We've known since the beginning of September that the endorsees of the Wake Community Schools Alliance were probably going to sweep the school board election.
A survey we conducted then found that 61% of voters in District 1 were opposed to the district's diversity policy, that 63% in District 2 were, that 57% in District 7 were, and that 63% in District 9 were. Those numbers all match up more or less with the results last night.
Concerns over the policy were enough to get voters to cross party lines. 40% of people we had identified as likely voters for yesterday were Democrats while only 34% were Republicans. But that same group of voters said by a 43-32 margin that it preferred to vote for GOP Board of Education candidates this year.
Overall 61% of voters opposed the policy with only 29% in support of it in that early September poll. Perhaps most telling 46% of African Americans were opposed to it with only 39% supportive. And even Democrats overall were only narrowly supportive, 49/39, while Republicans were opposed 82/9 and independents were 66/25.

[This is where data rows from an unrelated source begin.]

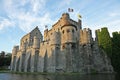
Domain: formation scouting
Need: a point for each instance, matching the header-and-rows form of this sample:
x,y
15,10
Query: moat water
x,y
9,76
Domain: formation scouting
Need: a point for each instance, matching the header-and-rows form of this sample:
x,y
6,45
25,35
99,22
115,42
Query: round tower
x,y
68,34
36,43
55,38
64,19
15,50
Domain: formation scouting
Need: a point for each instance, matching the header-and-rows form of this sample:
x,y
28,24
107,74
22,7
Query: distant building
x,y
66,48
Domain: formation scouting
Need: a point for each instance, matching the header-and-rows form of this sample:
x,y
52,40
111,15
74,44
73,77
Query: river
x,y
10,76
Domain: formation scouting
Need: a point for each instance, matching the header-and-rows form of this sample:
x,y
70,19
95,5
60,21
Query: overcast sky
x,y
18,17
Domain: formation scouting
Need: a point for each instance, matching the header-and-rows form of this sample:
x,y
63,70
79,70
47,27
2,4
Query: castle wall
x,y
65,48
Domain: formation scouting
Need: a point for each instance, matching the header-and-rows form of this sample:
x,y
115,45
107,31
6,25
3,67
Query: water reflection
x,y
9,76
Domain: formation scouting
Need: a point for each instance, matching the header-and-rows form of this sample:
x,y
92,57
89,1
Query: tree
x,y
116,51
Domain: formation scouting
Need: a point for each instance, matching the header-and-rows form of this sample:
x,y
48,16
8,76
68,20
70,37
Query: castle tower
x,y
36,43
85,36
14,54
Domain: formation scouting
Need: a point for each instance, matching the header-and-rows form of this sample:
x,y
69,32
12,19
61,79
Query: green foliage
x,y
104,41
116,51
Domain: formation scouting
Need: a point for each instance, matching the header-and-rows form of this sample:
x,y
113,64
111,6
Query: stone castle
x,y
66,48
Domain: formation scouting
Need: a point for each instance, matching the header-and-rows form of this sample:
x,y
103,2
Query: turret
x,y
55,38
15,50
68,34
36,43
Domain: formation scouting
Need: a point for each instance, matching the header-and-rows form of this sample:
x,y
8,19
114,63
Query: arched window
x,y
63,31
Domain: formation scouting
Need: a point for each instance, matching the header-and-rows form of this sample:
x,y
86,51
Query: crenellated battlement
x,y
85,36
66,48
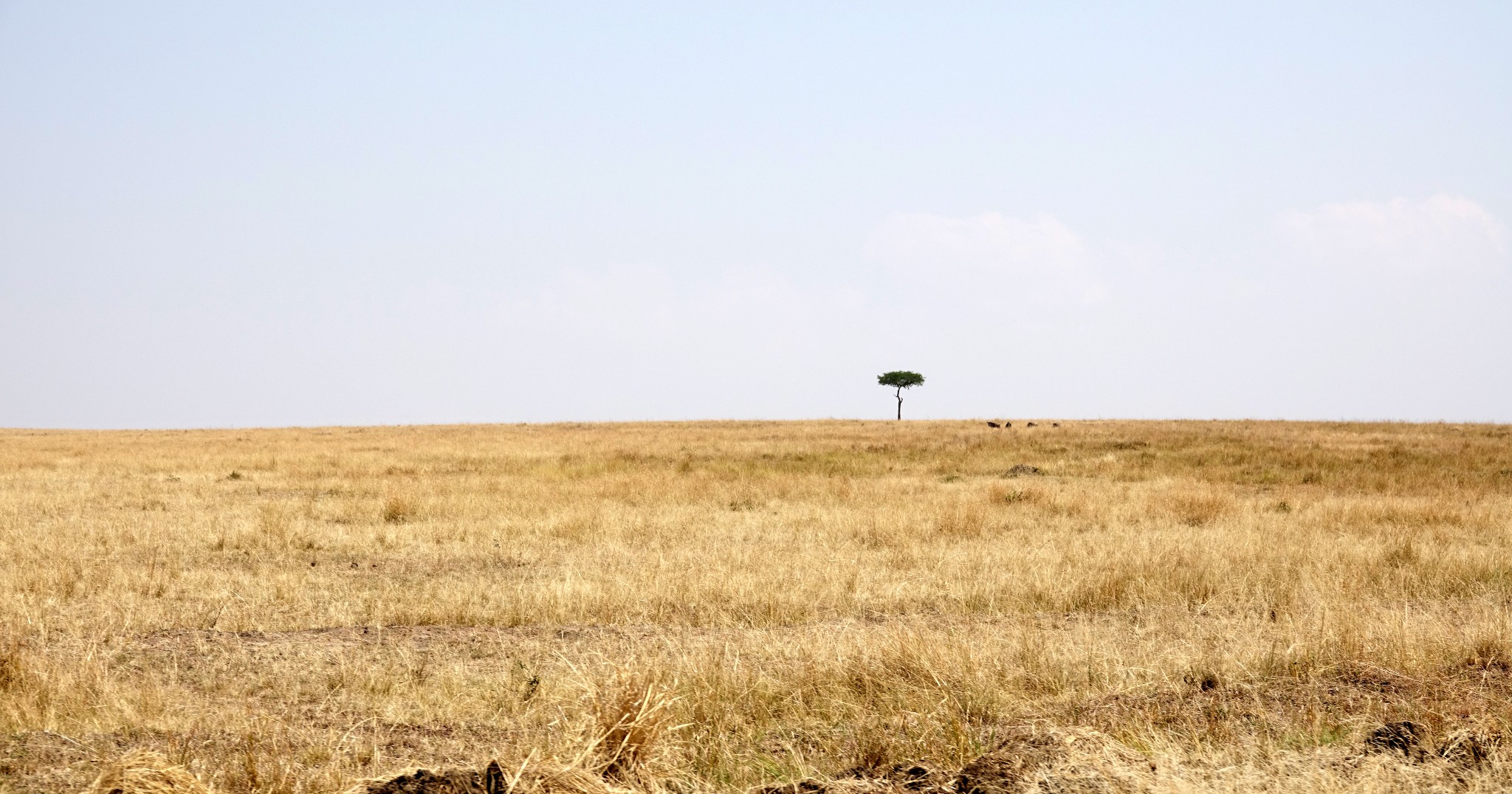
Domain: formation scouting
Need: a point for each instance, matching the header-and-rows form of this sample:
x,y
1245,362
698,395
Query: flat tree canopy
x,y
900,380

Last week we polled the horse race in each of the four districts. We showed all of the WCSA endorsees winning, but not by the sorts of margins they ended up getting last night. That's because our polling was focused on people who had voted in at least one off year election since 2003. The landslide nature of the victories is an indication that many people who had never voted in a school board election before came out yesterday, and that they were all there to vote for WCSA candidates.
Cathy Truitt's decision to run to the left of John Tedesco in the runoff is an interesting one because our poll found that 68% of her supporters are opposed to the district's diversity policy while only 11% favor it. She may risk losing many of the voters she had yesterday by reaching out to the supporters of Horace Tart, although I guess there's a reasonable school of thought that she has no chance to win without drawing clear differences between herself and Tedesco.

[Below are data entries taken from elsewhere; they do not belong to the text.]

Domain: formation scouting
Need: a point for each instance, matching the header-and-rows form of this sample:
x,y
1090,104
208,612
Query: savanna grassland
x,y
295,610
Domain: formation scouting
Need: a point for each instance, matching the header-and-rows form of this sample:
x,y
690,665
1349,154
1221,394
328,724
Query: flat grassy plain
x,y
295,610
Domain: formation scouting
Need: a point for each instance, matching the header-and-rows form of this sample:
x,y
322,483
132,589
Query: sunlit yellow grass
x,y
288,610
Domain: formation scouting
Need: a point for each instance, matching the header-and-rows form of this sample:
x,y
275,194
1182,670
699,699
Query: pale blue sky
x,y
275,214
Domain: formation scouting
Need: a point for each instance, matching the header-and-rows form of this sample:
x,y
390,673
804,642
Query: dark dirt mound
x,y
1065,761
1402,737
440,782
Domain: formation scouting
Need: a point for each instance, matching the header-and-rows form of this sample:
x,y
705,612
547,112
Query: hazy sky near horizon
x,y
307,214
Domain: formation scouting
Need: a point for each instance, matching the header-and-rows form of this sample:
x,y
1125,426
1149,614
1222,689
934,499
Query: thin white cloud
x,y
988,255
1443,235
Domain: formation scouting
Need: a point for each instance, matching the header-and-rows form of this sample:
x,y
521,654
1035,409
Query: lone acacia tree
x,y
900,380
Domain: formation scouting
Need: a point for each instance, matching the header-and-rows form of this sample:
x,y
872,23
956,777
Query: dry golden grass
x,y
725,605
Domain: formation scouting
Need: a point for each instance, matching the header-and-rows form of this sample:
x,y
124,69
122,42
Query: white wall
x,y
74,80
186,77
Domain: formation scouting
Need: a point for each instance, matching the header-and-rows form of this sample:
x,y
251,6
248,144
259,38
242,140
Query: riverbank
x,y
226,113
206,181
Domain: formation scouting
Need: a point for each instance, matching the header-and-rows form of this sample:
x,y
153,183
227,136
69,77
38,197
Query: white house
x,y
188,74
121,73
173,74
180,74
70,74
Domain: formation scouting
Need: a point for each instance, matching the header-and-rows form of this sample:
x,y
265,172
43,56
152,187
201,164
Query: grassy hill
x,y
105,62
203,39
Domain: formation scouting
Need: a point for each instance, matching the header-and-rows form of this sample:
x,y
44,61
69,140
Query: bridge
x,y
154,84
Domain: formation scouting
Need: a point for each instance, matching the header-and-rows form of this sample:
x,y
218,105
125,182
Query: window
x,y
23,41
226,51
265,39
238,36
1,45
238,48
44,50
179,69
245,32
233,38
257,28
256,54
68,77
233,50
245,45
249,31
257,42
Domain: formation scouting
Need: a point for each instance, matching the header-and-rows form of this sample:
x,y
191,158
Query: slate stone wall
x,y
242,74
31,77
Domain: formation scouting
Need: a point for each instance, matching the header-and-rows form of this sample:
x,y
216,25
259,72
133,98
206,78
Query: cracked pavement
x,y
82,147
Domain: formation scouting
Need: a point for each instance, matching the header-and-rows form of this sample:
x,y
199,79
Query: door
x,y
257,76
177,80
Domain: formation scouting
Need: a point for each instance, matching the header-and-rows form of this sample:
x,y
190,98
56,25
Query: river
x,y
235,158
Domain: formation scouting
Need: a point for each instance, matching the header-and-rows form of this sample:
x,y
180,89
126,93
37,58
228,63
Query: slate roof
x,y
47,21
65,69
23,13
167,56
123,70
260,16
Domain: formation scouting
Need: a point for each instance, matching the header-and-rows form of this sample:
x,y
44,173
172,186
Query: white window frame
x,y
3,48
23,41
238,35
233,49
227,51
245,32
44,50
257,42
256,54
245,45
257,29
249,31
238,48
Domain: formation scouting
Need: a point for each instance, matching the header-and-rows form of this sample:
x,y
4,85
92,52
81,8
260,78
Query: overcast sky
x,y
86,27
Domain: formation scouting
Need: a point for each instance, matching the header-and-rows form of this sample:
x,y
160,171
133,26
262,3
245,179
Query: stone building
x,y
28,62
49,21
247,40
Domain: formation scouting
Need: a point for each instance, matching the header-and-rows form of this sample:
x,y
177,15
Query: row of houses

Interestingly even Tart's supporters only said they were in favor of the existing Wake policy by a 44-34 margin.
For all the money spent and hard campaigning of the last month these races were effectively decided a long time ago. Rarely is an election so fixated on one issue that voters are so passionate about, and when that is the case the candidates who are on the side of the majority of the public end up winning. Not a lot of minds were being changed one way or the other about the current policy.